Les spectateurs sont émus et le font savoir pendant le débat, suite à la diffusion du film. Des compliments envers la réalisatrice : « S’il y avait un prix à donner au film, ce serait celui de la pureté et de la justesse. Il y a quelque chose qui peut nous accompagner très très longtemps » ainsi que pour la journaliste : « Je tiens à vous remercier pour votre analyse et votre appropriation du film »…

Une salle remplie d’émotion

Catherine Ruelle, journaliste à RFI et amie de la réalisatrice
Catherine Ruelle, journaliste à RFI et amie de la réalisatrice

À la question « Comment sont choisis les comédiens ? », Catherine Ruelle répond : « Elle a beaucoup cherché une actrice en Algérie. Elle n’avait pas trouvé ce qu’elle

voulait : soit trop botoxée, trop belle…Le montage étant tellement long, elle s’est trouvée coincée puis elle s’est rendue compte que le personnage c’était elle, beaucoup de détails sont inspirés de sa propre enfance. Elle a donc essayé. Elle n’était pas sûre d’elle et était même paniquée au début, mais elle a su s’entourer d’une équipe formidable qui s’est bien occupée d’elle ».

À la question « Comment a été accueilli le film en Algérie ? », la journaliste répond : « Il n’est pas beaucoup passé dans les cinémas, plus dans des festivals. Dans les années 70, l’Algérie était connue pour son cinéma, ensuite les cinémas ont été bombardés par les extrémistes et commencent tout juste à se reconstruire. Il n’y a que 15 salles de cinéma actuellement en Algérie. Contrairement à ce que l’on peut penser, en Algérie, les gens parlent, il n’y a pas de censure de la parole. Là où le film est passé, il a été bien reçu ».
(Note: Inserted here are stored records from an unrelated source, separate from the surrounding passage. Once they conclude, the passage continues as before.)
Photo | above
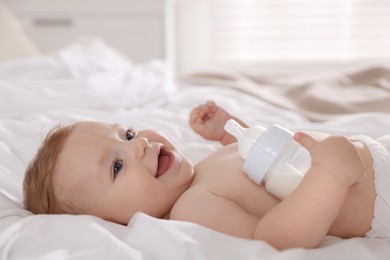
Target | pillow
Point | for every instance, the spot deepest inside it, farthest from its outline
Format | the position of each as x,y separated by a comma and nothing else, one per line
14,42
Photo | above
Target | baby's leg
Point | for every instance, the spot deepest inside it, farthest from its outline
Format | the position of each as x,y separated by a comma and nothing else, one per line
380,152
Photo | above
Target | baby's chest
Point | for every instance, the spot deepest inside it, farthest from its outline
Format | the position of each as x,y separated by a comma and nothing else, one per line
221,174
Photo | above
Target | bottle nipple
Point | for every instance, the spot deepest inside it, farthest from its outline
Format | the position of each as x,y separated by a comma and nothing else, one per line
246,137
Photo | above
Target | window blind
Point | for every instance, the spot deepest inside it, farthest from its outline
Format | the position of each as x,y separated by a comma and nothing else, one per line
289,31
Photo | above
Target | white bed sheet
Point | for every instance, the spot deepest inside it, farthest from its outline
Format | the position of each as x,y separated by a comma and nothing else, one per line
93,82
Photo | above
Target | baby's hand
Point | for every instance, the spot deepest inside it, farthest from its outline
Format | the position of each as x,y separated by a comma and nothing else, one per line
334,155
208,121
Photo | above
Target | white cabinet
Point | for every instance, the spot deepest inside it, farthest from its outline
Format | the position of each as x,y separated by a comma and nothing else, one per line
135,27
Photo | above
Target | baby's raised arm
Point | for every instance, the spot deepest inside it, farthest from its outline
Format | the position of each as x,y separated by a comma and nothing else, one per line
304,218
208,120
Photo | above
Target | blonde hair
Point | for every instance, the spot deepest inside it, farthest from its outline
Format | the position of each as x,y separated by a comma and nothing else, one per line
38,189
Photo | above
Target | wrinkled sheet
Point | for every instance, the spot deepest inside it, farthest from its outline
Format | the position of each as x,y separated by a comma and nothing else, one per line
93,82
319,95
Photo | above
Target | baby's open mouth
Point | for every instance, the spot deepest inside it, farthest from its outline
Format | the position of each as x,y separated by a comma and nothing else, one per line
164,162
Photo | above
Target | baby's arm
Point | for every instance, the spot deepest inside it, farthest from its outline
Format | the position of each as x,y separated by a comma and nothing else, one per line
304,218
208,121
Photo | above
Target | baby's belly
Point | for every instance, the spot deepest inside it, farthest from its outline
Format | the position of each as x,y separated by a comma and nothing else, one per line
221,174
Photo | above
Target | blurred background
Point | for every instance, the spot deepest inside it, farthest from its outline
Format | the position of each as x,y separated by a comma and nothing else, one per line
198,34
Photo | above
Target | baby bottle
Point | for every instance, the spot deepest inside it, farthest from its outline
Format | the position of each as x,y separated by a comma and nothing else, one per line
272,156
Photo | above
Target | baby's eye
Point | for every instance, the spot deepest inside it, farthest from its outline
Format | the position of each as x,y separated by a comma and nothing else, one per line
129,134
118,164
Rachid, spectateur confie : « Pour moi, c’est difficile de parler de l’Algérie. J’ai connu cette période difficile pendant les premières années de la décennie noire en tant que journaliste algérien. J’ai vécu un an dans les sous-sols du journal, par peur d’être tué. Si tous les Algériens voient ce film, ils pourraient faire une thérapie. Ma thérapie commence par ce film ce soir, maintenant je peux oser y retourner ».
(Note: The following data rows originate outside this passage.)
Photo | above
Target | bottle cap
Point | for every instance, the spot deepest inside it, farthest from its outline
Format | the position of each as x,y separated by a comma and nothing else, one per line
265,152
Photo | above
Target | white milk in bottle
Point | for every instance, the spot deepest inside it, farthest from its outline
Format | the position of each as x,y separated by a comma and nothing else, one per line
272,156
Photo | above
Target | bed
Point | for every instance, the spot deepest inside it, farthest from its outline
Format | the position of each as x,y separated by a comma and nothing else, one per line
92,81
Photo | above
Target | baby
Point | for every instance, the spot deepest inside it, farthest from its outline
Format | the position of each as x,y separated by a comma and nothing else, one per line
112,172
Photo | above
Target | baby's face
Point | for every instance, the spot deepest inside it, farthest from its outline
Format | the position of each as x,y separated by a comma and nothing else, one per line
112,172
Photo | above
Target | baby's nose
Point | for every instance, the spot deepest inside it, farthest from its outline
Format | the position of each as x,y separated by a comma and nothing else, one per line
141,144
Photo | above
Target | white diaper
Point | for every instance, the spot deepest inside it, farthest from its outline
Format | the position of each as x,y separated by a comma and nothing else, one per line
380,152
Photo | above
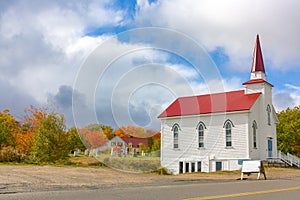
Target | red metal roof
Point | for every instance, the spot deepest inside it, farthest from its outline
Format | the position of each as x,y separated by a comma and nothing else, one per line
253,81
257,60
211,103
136,141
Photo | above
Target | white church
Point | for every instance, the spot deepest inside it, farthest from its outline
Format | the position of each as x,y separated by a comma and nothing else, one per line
218,131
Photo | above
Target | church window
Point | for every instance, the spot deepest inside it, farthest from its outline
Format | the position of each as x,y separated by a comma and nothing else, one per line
254,127
201,136
175,130
228,134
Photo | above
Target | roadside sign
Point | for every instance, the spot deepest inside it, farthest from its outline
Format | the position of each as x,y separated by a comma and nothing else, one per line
253,166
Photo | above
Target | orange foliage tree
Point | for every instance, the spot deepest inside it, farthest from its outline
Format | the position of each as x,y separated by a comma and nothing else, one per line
28,125
93,139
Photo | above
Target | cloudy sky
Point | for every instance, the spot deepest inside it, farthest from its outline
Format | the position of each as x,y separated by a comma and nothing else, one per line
122,62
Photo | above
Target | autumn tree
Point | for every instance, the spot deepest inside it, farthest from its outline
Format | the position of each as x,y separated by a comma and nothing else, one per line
28,127
107,130
50,138
8,127
132,131
74,140
93,139
288,131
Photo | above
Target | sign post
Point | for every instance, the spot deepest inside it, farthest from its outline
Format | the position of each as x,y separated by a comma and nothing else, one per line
253,166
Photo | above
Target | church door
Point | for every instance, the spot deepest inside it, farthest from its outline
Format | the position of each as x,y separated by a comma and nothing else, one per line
270,148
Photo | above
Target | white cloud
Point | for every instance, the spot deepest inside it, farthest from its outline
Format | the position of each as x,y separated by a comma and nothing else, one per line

« Est-ce que la femme est mieux considérée en Algérie de nos jours », demande une spectatrice. Catherine Ruelle répond : « Non pas forcément. C’est notre situation à nous, dans les années 1960. Il y a des femmes qui sont comme vous et moi, ça dépend des familles, des quartiers, de beaucoup de choses ».

Djamila vit en France depuis de nombreuses années. Sa famille est restée en Algérie. Elle vit entre les 2 pays et consacre ses reportages et films à l’Algérie, son cœur est là-bas.